Indicators of Compromise (IOCs)

• IOCs are specific activities that indicate a network breach.
• Examples of IOCs include unusual network traffic, changes in file hash values, and unusual login patterns.
• Understanding IOCs is essential for detecting and responding to network breaches.

Predicting Compromise

• Analyzing large amounts of data quickly can help predict potential breaches.
• Criteria for predicting compromise include evaluating DNS queries, traffic patterns, and location data.
• Combining these criteria with vulnerability information can help predict potential attacks.### Threat Information Sharing
• AIS (Automated Indicator Sharing) is a method to automate the process of sharing threat information between organizations quickly and securely over the internet.

Standardized Format for Threats

• STIX (Structured Threat Information eXpression) is a standardized format for representing threat information, including motivations, abilities, capabilities, and response information.

Secure Exchange of Threat Information

• TAXII (Trusted Automated eXchange of Indicator Information) is a trusted transport method for securely exchanging STIX data between organizations.

Dark Web Threat Intelligence

• The dark web is an overlay to the existing internet, requiring specialized software to access private websites.
• The dark web provides valuable threat intelligence, including information on hacker groups, tools, and techniques used to gain network access.
• Dark web forums can be a valuable tool for searching for intelligence on attackers.

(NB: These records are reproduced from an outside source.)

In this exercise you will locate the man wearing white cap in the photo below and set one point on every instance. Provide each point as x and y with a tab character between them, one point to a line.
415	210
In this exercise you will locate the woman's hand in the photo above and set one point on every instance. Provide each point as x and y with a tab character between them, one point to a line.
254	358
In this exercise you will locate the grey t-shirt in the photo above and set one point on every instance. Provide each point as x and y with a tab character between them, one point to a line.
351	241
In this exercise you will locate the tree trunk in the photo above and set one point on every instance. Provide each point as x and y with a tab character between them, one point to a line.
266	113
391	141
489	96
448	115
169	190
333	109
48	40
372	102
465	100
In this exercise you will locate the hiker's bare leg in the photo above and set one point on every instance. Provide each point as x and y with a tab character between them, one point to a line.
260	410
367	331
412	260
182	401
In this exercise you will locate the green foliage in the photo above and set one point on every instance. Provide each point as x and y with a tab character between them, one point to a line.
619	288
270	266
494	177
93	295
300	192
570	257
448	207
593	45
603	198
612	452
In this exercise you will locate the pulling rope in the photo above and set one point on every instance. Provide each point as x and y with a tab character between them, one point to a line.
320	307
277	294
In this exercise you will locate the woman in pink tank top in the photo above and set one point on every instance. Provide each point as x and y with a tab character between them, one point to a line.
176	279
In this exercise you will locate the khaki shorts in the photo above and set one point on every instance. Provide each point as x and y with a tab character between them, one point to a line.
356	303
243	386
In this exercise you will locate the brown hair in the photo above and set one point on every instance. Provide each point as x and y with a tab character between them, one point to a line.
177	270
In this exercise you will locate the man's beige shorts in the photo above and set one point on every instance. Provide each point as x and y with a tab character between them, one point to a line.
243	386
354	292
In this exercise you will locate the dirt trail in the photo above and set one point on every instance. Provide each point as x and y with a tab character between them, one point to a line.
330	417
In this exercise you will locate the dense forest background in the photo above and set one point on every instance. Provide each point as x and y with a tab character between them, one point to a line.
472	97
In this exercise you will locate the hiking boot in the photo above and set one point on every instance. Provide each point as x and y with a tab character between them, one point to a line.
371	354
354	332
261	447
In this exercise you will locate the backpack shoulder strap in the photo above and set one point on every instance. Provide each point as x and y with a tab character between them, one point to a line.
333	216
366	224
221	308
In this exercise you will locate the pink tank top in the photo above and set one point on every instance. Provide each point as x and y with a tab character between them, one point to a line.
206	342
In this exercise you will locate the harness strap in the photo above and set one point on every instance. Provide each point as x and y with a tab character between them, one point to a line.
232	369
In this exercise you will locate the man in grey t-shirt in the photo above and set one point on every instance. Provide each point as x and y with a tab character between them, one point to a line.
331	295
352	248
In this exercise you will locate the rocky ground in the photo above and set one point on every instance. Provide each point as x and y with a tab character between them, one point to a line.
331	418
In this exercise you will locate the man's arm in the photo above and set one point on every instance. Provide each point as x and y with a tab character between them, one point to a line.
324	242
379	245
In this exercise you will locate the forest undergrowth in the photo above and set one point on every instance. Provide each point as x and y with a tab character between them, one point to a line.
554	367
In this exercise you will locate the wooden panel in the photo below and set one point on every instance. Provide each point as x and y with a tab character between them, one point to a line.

Indicators of Compromise (IOCs)

• IOCs are specific activities that indicate a network may have been breached.
• Examples of IOCs include:
  • Unusual network traffic patterns
  • Changes to file hashes
  • Unusual login patterns
  • Changes to DNS server data
  • Unusual file access patterns

Predicting Network Compromise

• Analyzing large amounts of data quickly can help predict potential network compromises.
• Criteria for predicting compromises include:
  • Analyzing DNS queries and traffic patterns in real-time
  • Combining with location data to understand traffic origins
  • Identifying vulnerabilities that may be exploited

Description

Test your knowledge on identifying potential threats to your organization from various sources, including public and private databases, hackers, and online sources. Stay up to date with the latest threat posts and understand their importance. Evaluate your skills in threat research and identification.